Berlioz, en tête du dernier volume publié avant sa mort, A travers chants, a
reproduit un article qu'il avait écrit une vingtaine d'années auparavant. Il y définit la musique et cherche à déterminer quels hommes sont en état de la comprendre, «Musique, dit-il, art d'émouvoir par des combinaisons de sons les hommes intelligents et doués d'organes spéciaux et exercés.» Pour sentir la musique, il faut donc remplir trois conditions : il faut être un homme intelligent, ce qui suppose que tous les hommes ne le sont pas , en exceptant même les idiots et les aliénés; il faut ensuite avoir des organes spéciaux, et il faut que ces organes soient exercés, Berlioz exclut même les hommes ayant appris la composition musicale, mais «produisant des oeuvres qui répondent en apparence aux idées qu'on se fait vulgairement de la musique et satisfont l'oreille sans la charmer et sans rien dire au coeur ni à l'imagination.

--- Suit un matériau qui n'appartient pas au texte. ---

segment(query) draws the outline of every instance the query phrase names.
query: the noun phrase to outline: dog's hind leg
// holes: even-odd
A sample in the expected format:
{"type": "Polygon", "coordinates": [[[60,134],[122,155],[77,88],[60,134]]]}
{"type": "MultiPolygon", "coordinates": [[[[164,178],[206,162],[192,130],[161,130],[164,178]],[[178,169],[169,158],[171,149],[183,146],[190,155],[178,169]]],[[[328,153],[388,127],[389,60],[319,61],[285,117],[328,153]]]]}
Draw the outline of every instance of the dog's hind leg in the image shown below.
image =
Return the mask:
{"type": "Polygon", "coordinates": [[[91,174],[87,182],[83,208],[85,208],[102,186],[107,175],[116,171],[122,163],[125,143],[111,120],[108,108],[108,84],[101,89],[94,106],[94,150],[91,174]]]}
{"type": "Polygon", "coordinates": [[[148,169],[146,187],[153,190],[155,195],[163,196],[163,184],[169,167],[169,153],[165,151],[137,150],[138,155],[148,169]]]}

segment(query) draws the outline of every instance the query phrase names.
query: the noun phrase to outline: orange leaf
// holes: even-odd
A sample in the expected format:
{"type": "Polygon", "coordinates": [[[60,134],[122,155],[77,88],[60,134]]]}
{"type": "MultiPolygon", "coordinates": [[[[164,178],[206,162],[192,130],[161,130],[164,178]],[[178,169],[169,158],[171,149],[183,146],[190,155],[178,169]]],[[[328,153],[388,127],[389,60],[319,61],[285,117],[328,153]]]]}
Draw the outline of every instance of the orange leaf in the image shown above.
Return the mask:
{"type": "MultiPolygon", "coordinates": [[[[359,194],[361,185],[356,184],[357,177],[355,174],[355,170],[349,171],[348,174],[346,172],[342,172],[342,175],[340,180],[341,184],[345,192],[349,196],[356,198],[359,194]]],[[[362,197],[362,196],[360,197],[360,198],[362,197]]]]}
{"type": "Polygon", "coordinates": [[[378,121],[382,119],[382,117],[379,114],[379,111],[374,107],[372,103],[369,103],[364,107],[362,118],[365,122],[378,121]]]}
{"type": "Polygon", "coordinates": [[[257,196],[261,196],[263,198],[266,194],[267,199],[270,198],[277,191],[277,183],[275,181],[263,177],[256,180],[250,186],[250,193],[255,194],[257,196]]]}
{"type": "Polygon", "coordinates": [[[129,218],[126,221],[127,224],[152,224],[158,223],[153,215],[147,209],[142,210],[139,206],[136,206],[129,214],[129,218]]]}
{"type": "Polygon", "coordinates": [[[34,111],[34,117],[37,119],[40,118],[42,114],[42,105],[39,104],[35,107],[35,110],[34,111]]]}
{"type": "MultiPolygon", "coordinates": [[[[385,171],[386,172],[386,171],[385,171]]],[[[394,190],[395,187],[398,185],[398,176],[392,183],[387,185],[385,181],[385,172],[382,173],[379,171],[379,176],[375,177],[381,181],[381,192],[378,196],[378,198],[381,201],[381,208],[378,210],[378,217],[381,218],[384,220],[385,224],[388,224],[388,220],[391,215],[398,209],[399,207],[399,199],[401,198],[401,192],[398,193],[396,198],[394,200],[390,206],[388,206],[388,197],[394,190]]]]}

L'amour -propre joue dans les jugements un rôle beaucoup plus grand qu'on ne le croirait au premier abord. L'instruction insuffisante, l'habitude et l'amour - propre, voilà les trois causes principales d'erreur, en laissant toujours de côté la mauvaise foi, qui, d'ailleurs, repose aussi sur l'amour propre. Du moment où l'on a pris l'habitude d'une certaine musique, on se croit bon juge, et l'on est porté à repousser celle qui en diffère beaucoup. Quand on a jugé, on ne veut pas se rétracter; il y a plus : dire à un homme que ce qu'il adore n'est que du clinquant, ou ne vaut pas ce qui lui déplaît, c'est presque comme si on lui disait qu'il a mauvais goût ou n'entend rien à ce qu'il prétend juger.
Berlioz s'est donné de la peine, en pure perte, pour déterminer quels sont les hommes qui sentent réellement la musique et quels sont ceux qui ne la sentent pas. Il serait bien difficile, sinon impossible, de définir où s'arrête le simple plaisir que la musique donne à « l'oreille » et où commence l'impression faite sur le «cœur».
Une mélodie plaît-elle, il faut la répéter, soit avec un second couplet, soit sans changement de paroles, d'abord parce qu'elle plaît, ensuite parce qu'un trop fréquent changement de motifs fatiguerait l'attention de l'auditeur et le dérouterait; il aime mieux savourer un plat et y revenir, avant de s'en faire servir un nouveau.